Endocytosis of endogenous NF is diminished after downregulation of DCX in neurons. A, B, Dissociated hippocampal neurons were electroporated with either shRandom-GFP (A) or shDCX#2-GFP (B) before plating and endocytosis assays with anti-NF antibody carried out at DIV3. Cultures were fixed and stained against GFP (green), DCX (blue), and endocytosed anti-NF (red).
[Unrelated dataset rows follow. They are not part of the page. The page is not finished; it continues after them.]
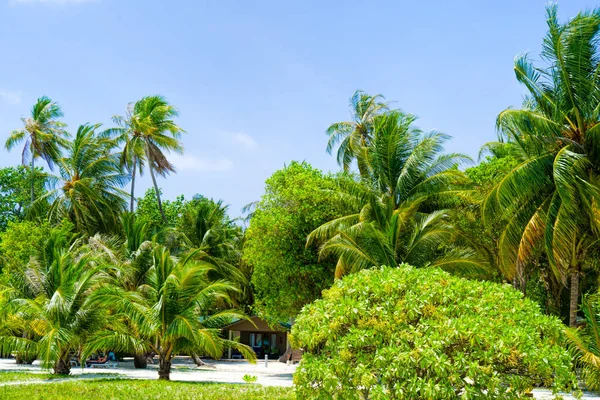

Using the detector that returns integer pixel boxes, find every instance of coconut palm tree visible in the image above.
[482,5,600,326]
[110,96,184,223]
[0,232,113,375]
[5,96,68,203]
[36,124,129,235]
[88,213,156,368]
[83,246,256,380]
[177,195,249,298]
[308,111,486,277]
[326,90,389,175]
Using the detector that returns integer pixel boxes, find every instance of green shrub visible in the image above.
[292,265,575,400]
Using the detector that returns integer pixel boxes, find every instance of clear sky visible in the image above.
[0,0,595,215]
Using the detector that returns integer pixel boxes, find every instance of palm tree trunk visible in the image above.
[146,144,167,224]
[133,353,148,369]
[129,157,137,214]
[158,354,171,381]
[54,355,71,375]
[569,266,579,328]
[31,154,35,204]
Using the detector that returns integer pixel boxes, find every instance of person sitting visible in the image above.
[85,356,108,368]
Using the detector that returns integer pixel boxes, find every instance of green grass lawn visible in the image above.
[0,374,295,400]
[0,371,55,383]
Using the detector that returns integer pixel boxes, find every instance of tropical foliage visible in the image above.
[308,110,486,277]
[5,96,68,203]
[482,5,600,326]
[292,265,576,399]
[110,96,184,223]
[83,246,255,380]
[40,124,128,234]
[566,293,600,391]
[0,5,600,399]
[243,162,348,322]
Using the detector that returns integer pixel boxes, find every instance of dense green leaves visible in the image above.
[308,111,488,277]
[40,125,128,235]
[0,166,46,231]
[244,162,347,322]
[482,5,600,326]
[292,265,576,400]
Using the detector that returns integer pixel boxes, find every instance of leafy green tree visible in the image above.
[308,111,487,277]
[89,213,156,368]
[292,265,577,400]
[177,195,247,286]
[83,246,256,380]
[0,166,46,232]
[0,221,52,279]
[243,162,347,322]
[5,96,68,203]
[483,5,600,326]
[135,188,186,234]
[36,124,128,235]
[326,90,389,175]
[111,96,184,223]
[0,233,112,375]
[566,294,600,391]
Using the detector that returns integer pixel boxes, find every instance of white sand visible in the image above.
[0,357,296,386]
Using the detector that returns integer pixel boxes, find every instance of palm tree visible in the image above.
[89,213,156,368]
[482,5,600,326]
[307,111,486,278]
[83,246,256,380]
[36,124,129,235]
[177,195,250,299]
[5,96,67,203]
[326,90,389,175]
[0,232,112,375]
[110,96,184,223]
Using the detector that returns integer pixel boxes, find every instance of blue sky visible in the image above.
[0,0,593,215]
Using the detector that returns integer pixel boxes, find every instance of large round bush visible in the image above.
[292,265,575,400]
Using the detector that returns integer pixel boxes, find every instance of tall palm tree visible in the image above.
[83,246,256,380]
[89,213,156,368]
[5,96,68,203]
[0,232,113,375]
[308,111,486,277]
[40,124,129,235]
[177,195,249,297]
[111,96,184,223]
[482,5,600,326]
[326,90,389,175]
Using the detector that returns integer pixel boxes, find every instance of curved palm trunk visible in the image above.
[31,154,35,204]
[158,355,171,381]
[129,157,137,214]
[133,354,148,369]
[146,144,167,224]
[54,356,71,375]
[569,266,579,328]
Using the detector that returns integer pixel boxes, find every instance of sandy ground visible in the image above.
[0,357,600,400]
[0,357,296,386]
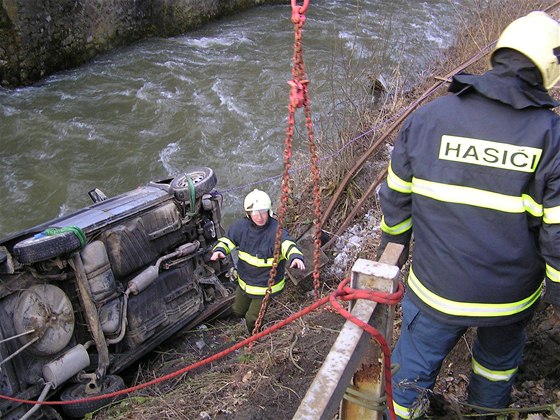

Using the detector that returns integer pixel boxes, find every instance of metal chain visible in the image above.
[249,0,321,342]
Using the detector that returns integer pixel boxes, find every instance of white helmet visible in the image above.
[490,12,560,90]
[243,189,272,215]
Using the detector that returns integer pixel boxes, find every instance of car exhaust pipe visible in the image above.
[43,344,90,388]
[128,241,200,295]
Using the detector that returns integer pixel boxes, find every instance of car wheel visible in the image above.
[60,375,126,418]
[171,168,218,201]
[13,231,81,264]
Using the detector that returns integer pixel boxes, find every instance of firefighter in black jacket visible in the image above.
[210,189,305,332]
[380,12,560,419]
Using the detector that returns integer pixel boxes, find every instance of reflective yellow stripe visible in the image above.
[543,206,560,225]
[238,251,284,267]
[412,178,543,217]
[408,267,543,317]
[387,163,412,194]
[546,264,560,283]
[472,357,517,382]
[282,241,303,259]
[381,216,412,235]
[521,194,544,217]
[237,278,286,296]
[214,236,235,254]
[393,400,424,419]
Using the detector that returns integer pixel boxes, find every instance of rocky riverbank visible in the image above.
[0,0,281,87]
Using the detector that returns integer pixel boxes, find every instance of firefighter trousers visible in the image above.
[392,295,530,419]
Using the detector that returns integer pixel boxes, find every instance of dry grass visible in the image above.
[93,0,553,419]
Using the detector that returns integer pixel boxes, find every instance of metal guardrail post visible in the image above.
[293,244,403,420]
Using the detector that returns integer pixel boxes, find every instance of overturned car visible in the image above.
[0,168,233,419]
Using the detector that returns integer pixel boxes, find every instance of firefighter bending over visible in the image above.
[210,189,305,332]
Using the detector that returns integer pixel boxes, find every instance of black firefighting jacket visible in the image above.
[214,217,304,297]
[380,52,560,326]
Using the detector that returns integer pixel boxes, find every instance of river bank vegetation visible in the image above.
[90,0,560,420]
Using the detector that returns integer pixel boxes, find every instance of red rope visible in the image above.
[0,278,404,420]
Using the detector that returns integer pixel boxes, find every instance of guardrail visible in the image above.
[293,243,403,420]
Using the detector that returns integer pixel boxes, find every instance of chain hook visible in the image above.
[292,0,309,25]
[288,80,309,108]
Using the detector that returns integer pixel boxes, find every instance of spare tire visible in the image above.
[171,167,218,202]
[12,231,81,264]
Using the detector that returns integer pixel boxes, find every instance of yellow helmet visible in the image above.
[243,189,272,214]
[490,12,560,90]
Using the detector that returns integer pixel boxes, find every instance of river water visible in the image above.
[0,0,462,237]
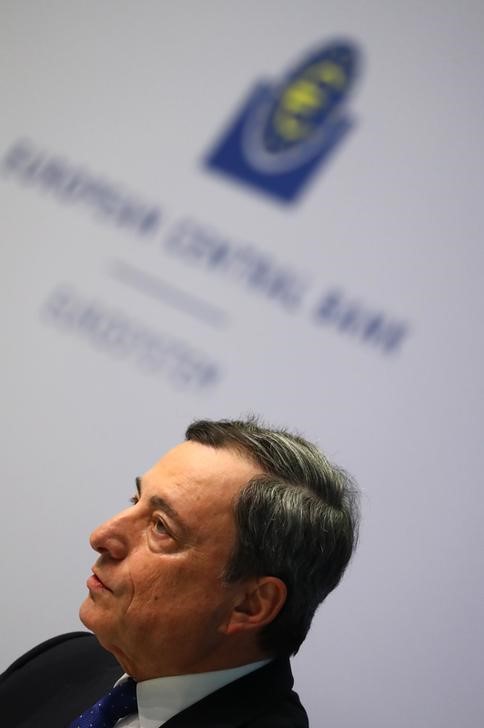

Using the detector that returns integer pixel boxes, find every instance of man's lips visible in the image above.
[86,571,111,591]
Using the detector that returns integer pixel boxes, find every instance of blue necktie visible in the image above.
[69,678,138,728]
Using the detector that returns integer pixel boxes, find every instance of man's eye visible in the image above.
[153,518,168,536]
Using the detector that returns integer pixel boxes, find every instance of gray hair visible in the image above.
[186,417,359,655]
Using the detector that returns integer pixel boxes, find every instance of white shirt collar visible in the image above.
[116,660,270,728]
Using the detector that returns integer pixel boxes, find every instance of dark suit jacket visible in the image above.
[0,632,308,728]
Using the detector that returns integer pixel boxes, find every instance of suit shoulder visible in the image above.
[0,632,93,683]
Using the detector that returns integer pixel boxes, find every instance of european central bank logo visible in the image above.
[206,42,359,203]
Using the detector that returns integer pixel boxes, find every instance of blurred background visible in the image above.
[0,0,484,728]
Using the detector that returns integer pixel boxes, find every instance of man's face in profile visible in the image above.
[80,442,260,680]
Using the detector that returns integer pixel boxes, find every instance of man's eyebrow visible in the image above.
[135,475,189,534]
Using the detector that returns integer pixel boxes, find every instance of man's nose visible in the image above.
[89,511,132,560]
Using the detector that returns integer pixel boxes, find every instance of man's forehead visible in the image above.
[142,441,262,498]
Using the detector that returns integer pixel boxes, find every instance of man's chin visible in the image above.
[79,595,99,633]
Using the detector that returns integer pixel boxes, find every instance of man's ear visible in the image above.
[224,576,287,634]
The arrow points at the transfected cell. DCX (blue) is diminished in the cell expressing shDCX#2-GFP (B, middle panel), but not in the cell expressing shRandom-GFP (A, middle panel). Red channel alone is shown in the right panel. The cell expressing shDCX#2-GFP (B, right panel) shows less endocytosed NF than the untransfected cells in the same field. C, The levels of endocytosed NF were quantified in cells expressing shDCX#2 compared to untransfected cells (UT) in the same field, or expressing shRandom compared to UT cells. One representative experiment (of two independent experiments) is shown. N = 25 cells for shDCX#2 and 52 for corresponding UT cells; N = 24 cells for shRandom and 26 for corresponding UT cells; ***p < 0.0001. Bars, SEM. D, AIS intensity was determined for endogenous neurofascin in developing neurons (DIV7, plasmid expression for 7 d) after transfection with shRandom or shDCX#2. N = 125 cells for shRandom, n = 126 cells for shDCX#2; ***p < 0.0001; Bars, SEM.